Determining whether a coin is fair I have a dataset where an ostensibly 50% process has been tested 118 times and has come up positive 84 times.
My actual question:


*

*IF a process has a 50% chance of testing positive and

*IF you then run it 118 times

*What is the probability that you get AT LEAST 84 successes?

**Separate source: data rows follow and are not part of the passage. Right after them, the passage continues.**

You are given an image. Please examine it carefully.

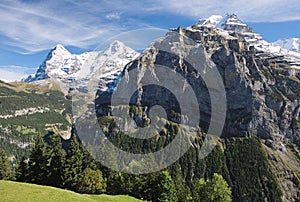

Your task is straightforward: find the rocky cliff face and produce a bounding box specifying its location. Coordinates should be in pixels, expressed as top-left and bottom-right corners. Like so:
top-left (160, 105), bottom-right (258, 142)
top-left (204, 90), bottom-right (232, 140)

top-left (98, 15), bottom-right (300, 146)
top-left (92, 15), bottom-right (300, 201)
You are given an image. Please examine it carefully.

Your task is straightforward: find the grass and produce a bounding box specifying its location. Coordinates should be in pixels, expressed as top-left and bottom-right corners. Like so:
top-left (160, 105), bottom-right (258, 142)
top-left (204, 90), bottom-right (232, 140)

top-left (0, 180), bottom-right (141, 202)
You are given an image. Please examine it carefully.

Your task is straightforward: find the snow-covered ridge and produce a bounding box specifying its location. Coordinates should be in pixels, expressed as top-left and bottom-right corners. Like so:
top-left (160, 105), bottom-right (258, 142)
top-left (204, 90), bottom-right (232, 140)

top-left (192, 14), bottom-right (300, 69)
top-left (0, 107), bottom-right (50, 119)
top-left (25, 41), bottom-right (139, 90)
top-left (272, 38), bottom-right (300, 53)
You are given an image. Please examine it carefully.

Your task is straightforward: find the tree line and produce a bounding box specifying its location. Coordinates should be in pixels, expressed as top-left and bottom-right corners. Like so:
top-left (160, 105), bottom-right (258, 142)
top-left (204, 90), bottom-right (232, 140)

top-left (0, 131), bottom-right (231, 202)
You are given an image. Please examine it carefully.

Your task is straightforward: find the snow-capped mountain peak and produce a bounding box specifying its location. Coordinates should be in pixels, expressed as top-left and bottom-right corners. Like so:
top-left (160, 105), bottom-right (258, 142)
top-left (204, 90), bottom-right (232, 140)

top-left (187, 14), bottom-right (300, 69)
top-left (196, 14), bottom-right (253, 32)
top-left (24, 41), bottom-right (139, 90)
top-left (272, 38), bottom-right (300, 53)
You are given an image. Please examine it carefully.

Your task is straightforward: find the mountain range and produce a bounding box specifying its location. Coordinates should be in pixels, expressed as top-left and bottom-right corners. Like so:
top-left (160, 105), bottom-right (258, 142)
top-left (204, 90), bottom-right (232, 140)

top-left (0, 14), bottom-right (300, 201)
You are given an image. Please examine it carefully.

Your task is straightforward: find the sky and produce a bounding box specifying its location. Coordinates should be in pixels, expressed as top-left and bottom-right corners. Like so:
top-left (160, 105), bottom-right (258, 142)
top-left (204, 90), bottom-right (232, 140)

top-left (0, 0), bottom-right (300, 81)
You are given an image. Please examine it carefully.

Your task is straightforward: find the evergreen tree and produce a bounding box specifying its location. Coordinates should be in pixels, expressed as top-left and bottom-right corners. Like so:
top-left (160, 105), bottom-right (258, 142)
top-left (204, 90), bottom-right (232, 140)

top-left (47, 134), bottom-right (66, 187)
top-left (193, 173), bottom-right (232, 202)
top-left (155, 171), bottom-right (178, 202)
top-left (25, 134), bottom-right (48, 184)
top-left (0, 149), bottom-right (11, 180)
top-left (16, 157), bottom-right (28, 182)
top-left (78, 168), bottom-right (106, 194)
top-left (63, 135), bottom-right (83, 190)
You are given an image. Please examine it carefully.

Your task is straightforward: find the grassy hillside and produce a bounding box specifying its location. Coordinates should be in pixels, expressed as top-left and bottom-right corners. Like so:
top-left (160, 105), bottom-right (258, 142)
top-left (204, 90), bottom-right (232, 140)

top-left (0, 80), bottom-right (71, 162)
top-left (0, 180), bottom-right (141, 202)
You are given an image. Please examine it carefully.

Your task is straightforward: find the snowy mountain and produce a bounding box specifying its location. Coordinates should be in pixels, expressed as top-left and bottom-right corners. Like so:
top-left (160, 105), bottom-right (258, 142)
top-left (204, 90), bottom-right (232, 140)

top-left (24, 41), bottom-right (139, 90)
top-left (272, 38), bottom-right (300, 53)
top-left (188, 14), bottom-right (300, 69)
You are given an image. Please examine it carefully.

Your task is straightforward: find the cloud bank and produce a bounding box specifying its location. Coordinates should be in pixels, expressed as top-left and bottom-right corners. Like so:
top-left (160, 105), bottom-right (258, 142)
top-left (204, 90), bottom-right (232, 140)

top-left (0, 0), bottom-right (300, 54)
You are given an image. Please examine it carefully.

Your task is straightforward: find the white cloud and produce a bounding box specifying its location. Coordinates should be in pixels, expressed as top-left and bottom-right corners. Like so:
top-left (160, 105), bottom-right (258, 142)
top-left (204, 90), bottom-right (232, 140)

top-left (0, 65), bottom-right (33, 82)
top-left (0, 0), bottom-right (300, 53)
top-left (105, 13), bottom-right (121, 20)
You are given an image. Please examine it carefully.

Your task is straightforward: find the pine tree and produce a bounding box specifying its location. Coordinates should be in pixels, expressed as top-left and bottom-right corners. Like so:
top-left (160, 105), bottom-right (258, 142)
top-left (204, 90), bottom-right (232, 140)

top-left (78, 168), bottom-right (106, 194)
top-left (16, 157), bottom-right (29, 182)
top-left (63, 135), bottom-right (83, 190)
top-left (193, 173), bottom-right (232, 202)
top-left (47, 134), bottom-right (66, 187)
top-left (25, 134), bottom-right (48, 184)
top-left (0, 149), bottom-right (11, 180)
top-left (155, 171), bottom-right (178, 202)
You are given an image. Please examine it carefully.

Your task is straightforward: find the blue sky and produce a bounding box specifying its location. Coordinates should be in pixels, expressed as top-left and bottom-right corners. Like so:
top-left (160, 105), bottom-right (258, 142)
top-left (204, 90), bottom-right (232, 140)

top-left (0, 0), bottom-right (300, 80)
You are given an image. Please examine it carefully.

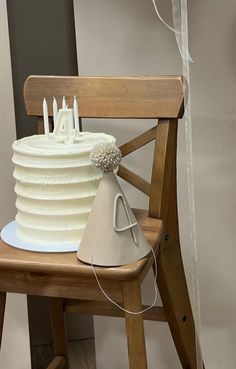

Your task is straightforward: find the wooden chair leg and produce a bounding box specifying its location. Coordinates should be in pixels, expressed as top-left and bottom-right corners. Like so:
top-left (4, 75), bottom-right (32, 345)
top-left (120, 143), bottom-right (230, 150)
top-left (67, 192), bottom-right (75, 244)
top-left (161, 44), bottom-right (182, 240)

top-left (0, 292), bottom-right (6, 348)
top-left (49, 297), bottom-right (69, 369)
top-left (123, 281), bottom-right (147, 369)
top-left (157, 241), bottom-right (201, 369)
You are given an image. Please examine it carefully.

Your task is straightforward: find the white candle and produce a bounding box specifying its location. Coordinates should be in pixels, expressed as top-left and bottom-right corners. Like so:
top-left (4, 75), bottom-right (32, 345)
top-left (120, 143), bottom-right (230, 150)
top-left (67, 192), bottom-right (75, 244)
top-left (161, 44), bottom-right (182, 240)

top-left (52, 97), bottom-right (58, 127)
top-left (61, 96), bottom-right (66, 109)
top-left (43, 98), bottom-right (49, 137)
top-left (73, 96), bottom-right (80, 134)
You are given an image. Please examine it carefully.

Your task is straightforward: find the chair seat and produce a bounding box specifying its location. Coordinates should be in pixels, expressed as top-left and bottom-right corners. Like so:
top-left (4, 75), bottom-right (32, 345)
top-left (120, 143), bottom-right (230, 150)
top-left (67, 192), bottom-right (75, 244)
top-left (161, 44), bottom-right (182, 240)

top-left (0, 209), bottom-right (162, 280)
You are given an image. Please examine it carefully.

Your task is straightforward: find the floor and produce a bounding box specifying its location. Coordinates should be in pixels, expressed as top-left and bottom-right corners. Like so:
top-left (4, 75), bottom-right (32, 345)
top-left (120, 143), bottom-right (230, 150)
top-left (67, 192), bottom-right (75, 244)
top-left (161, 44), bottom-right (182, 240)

top-left (31, 338), bottom-right (96, 369)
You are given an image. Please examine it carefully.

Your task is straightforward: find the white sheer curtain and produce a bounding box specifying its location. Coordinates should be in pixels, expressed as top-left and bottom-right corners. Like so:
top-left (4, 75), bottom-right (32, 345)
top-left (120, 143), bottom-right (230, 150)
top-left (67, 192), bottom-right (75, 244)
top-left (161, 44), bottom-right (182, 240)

top-left (0, 0), bottom-right (31, 369)
top-left (74, 0), bottom-right (236, 369)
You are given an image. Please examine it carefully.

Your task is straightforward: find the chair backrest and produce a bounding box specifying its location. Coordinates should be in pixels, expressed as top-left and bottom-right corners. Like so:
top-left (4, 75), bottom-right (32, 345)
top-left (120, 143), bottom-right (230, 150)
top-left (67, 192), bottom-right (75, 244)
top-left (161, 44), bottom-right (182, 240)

top-left (24, 76), bottom-right (184, 229)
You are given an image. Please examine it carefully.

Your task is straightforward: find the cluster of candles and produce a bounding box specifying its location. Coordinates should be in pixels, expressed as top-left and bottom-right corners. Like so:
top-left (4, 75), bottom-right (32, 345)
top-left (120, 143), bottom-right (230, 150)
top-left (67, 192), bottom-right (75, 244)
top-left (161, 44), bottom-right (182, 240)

top-left (43, 96), bottom-right (80, 143)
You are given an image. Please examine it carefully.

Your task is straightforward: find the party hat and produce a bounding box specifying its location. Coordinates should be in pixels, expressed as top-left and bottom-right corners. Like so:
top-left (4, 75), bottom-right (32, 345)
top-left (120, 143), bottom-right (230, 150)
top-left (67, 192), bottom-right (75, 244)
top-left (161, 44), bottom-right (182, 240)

top-left (77, 143), bottom-right (150, 266)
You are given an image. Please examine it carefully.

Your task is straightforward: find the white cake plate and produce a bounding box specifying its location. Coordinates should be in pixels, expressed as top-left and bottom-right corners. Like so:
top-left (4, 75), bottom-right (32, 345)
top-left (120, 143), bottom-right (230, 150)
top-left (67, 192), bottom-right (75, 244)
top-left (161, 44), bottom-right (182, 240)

top-left (1, 220), bottom-right (80, 252)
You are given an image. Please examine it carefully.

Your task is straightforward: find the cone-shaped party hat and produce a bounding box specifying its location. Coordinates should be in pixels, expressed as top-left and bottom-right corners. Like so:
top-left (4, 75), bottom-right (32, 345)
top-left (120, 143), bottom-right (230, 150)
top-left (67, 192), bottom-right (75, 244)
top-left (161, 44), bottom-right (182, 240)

top-left (77, 143), bottom-right (150, 266)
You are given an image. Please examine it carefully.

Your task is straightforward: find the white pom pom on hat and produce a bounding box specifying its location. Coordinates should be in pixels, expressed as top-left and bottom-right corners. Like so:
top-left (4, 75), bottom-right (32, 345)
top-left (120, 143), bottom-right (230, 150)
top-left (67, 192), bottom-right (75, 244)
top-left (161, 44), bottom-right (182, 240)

top-left (77, 144), bottom-right (150, 266)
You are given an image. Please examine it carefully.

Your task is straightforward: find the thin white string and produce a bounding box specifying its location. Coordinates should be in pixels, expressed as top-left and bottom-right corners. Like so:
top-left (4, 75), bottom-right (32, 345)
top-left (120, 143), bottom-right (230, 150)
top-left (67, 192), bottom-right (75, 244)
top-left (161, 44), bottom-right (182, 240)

top-left (152, 0), bottom-right (180, 34)
top-left (171, 0), bottom-right (193, 63)
top-left (91, 246), bottom-right (158, 315)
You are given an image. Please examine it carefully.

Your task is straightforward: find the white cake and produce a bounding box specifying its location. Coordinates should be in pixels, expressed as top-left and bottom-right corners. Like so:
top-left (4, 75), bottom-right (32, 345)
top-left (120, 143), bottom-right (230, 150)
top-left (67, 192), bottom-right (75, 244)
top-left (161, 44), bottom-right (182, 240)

top-left (13, 132), bottom-right (115, 245)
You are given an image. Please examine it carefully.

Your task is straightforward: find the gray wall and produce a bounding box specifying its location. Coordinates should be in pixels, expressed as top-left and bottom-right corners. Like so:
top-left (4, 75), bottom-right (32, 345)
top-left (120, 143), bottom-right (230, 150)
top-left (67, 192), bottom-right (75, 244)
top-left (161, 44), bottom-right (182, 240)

top-left (7, 0), bottom-right (78, 138)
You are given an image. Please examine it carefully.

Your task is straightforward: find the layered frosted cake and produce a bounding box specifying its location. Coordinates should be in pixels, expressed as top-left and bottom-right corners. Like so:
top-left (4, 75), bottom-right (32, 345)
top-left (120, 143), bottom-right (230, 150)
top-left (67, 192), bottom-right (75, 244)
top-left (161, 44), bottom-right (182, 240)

top-left (13, 102), bottom-right (115, 245)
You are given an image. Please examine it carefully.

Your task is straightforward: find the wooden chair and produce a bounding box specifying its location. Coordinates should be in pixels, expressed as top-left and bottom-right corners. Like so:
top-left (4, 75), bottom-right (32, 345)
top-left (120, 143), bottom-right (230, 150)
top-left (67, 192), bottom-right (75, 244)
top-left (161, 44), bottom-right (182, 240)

top-left (0, 76), bottom-right (203, 369)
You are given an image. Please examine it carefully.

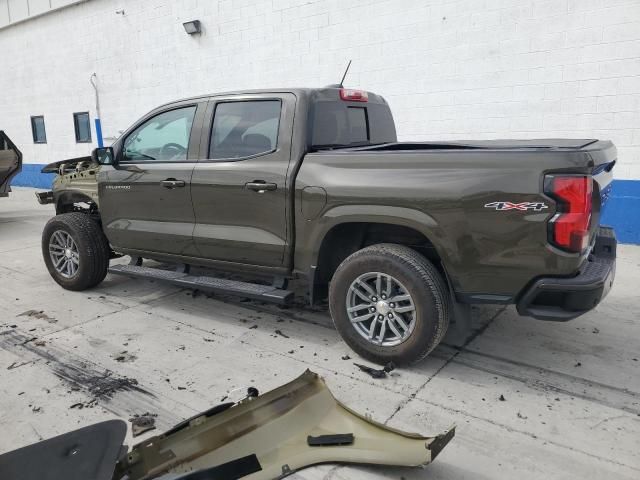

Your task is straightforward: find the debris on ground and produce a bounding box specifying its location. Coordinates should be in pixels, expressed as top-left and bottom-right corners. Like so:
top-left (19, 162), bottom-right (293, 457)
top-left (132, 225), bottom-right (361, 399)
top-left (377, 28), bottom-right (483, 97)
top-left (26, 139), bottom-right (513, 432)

top-left (16, 310), bottom-right (58, 323)
top-left (113, 350), bottom-right (138, 363)
top-left (7, 362), bottom-right (32, 370)
top-left (69, 398), bottom-right (98, 410)
top-left (129, 412), bottom-right (158, 437)
top-left (354, 362), bottom-right (396, 378)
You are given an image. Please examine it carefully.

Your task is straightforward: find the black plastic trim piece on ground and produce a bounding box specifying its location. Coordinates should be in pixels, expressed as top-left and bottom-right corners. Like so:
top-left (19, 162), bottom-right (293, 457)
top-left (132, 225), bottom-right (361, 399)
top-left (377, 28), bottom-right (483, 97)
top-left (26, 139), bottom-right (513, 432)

top-left (172, 454), bottom-right (262, 480)
top-left (427, 427), bottom-right (456, 462)
top-left (307, 433), bottom-right (353, 447)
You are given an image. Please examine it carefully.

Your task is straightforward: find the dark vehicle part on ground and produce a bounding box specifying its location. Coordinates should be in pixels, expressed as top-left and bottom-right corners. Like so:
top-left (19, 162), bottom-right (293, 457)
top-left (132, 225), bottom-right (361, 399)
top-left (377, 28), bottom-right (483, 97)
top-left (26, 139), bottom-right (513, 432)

top-left (0, 130), bottom-right (22, 197)
top-left (0, 370), bottom-right (455, 480)
top-left (354, 362), bottom-right (396, 378)
top-left (41, 87), bottom-right (617, 365)
top-left (0, 420), bottom-right (127, 480)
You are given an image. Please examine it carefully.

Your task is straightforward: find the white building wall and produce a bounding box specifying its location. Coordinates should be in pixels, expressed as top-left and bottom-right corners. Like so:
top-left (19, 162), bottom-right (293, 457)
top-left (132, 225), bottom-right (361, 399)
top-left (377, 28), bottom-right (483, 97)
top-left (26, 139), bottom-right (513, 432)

top-left (0, 0), bottom-right (640, 179)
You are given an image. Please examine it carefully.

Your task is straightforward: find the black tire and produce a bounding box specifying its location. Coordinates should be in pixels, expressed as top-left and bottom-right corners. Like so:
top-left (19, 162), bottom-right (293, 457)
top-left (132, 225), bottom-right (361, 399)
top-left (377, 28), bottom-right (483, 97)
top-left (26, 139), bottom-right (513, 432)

top-left (42, 212), bottom-right (109, 291)
top-left (329, 244), bottom-right (449, 365)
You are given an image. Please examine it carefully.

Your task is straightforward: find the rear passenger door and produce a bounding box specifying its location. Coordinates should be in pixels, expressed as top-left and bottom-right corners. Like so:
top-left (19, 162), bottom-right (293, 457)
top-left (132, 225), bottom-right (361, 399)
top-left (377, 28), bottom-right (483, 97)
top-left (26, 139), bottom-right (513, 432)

top-left (191, 94), bottom-right (295, 267)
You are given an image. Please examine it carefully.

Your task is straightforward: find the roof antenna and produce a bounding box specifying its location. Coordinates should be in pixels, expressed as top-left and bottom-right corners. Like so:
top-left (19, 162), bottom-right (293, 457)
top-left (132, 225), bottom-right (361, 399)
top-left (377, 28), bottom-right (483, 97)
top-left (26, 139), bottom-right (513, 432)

top-left (340, 60), bottom-right (351, 88)
top-left (326, 60), bottom-right (351, 88)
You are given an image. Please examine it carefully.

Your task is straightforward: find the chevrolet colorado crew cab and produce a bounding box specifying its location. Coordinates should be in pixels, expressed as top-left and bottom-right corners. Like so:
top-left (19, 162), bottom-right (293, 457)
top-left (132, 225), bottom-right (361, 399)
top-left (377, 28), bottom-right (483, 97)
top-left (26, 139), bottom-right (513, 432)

top-left (39, 86), bottom-right (616, 364)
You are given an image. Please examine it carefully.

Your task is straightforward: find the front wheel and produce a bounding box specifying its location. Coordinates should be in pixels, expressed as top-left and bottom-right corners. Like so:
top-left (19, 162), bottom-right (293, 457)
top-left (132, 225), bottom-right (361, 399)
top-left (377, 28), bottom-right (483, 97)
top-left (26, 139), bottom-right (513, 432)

top-left (42, 212), bottom-right (110, 290)
top-left (329, 244), bottom-right (449, 364)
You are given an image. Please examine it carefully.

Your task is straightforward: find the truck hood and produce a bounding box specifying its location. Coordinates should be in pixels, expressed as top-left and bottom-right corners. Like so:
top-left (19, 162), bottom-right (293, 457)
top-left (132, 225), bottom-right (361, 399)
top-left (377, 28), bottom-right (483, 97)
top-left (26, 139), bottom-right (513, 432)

top-left (0, 130), bottom-right (22, 197)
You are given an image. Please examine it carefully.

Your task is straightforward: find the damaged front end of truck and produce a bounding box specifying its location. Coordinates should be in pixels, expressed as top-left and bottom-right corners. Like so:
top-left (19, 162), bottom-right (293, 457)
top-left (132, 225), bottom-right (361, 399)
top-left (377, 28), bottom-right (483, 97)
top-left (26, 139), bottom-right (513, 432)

top-left (36, 157), bottom-right (101, 214)
top-left (0, 370), bottom-right (455, 480)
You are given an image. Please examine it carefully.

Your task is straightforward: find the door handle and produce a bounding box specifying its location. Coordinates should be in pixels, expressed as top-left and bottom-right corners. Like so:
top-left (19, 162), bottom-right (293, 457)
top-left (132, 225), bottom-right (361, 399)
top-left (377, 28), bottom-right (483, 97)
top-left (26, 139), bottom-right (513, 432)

top-left (244, 180), bottom-right (278, 193)
top-left (160, 178), bottom-right (186, 188)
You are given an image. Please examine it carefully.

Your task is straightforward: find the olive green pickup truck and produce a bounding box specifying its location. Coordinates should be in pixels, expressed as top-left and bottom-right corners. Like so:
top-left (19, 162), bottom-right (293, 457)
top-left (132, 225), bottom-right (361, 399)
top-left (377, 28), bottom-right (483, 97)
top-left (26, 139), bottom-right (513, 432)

top-left (39, 86), bottom-right (616, 363)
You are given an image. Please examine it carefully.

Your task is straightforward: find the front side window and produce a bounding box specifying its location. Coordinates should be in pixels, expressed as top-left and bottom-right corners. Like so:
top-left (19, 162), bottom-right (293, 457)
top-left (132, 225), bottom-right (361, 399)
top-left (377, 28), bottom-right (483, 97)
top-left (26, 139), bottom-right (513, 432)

My gut feeling is that, the more tests are run, the closer to a 50% success rate I should get and so something might be wrong with the process (That is, it might not truly be 50%) but at the same time, it looks like it's running correctly, so I want to know what the chances are that it's actually correct and I've just had a long string of successes.
 A: Of course, 118 is in the "small numbers regime", where one

can easily (use a computer to) calculate the probability exactly.

By wolframalapha,

the probability that you get at least 84 successes $\;\;=\;\; \frac{\displaystyle\sum_{s=84}^{118}\:\binom{118}s}{2^{118}}$
$=\;\; \frac{392493659183064677180203372911}{166153499473114484112975882535043072} \;\;\approx\;\; 0.00000236224 \;\;\;\; $.
A: The total number of successes in $n=118$ runs is binomial $(n,\frac12)$ hence the probability $p_n(k)$ to get at least $k=84$ successes is
$$
p_n(k)=2^{-n}\sum_{i=k}^n{n\choose i}.
$$
When $k$ is significantly larger than $\frac{n}2$, $p_n(k)$ is very small and an estimation of how small $p_n(k)$ is is obtained through a large deviations estimate. This says that $p_n(k)\leqslant p_n^*(k)$ with
$$
p^*_n(k)=2^{-n}\inf\{(1+s)^ns^{-k}\,;\,s\geqslant1\}.
$$
For every $k\gt\frac{n}2$, the infimum is reached at $s=\frac{k}{n-k}$, hence
$$
p^*_n(k)=2^{-n}n^nk^{-k}(n-k)^{-(n-k)}=\left(I\left(\tfrac{k}n\right)\right)^{-n},\quad I(t)=2t^t(1-t)^{1-t}.
$$
For example, if $k=84$ and $n=118$, then $t=.712$ hence $I(t)\approx1.09710$ and 
$$
p^*_{118}(84)\approx(1.09710)^{-118}\approx10^{-5}.
$$
Numerically, $p_{118}(84)\approx2.36224\cdot10^{-6}$ and $p^*_{118}(84)\approx1.78153\cdot10^{-5}$.
A: Let $X\equiv$ number of times the process comes up positive in $n=118$ trials, where we observe that $x=84$. Then $X \sim \text{Binomial}(118,p)$, where $p$ represents the probability of a positive result. Our hypotheses are:


*

*$H_0: p=0.5$ (The process really is $50\%$.)

*$H_1: p \ne 0.5$ (The process actually isn't $50\%$.)


We now calculate our $p$-value to be:
$$
2Pr(X\ge84 \mid H_0 \text{ is true}) = 2\left[\sum_{k=84}^{118} \binom{118}{k}(0.5)^{118} \right] \approx 4.72447 \times 10^{-6}
$$
Hence, since this $p$-value is much less than $\alpha=0.05$, we reject $H_0$ and conclude that there is strong evidence that the process actually isn't $50\%$.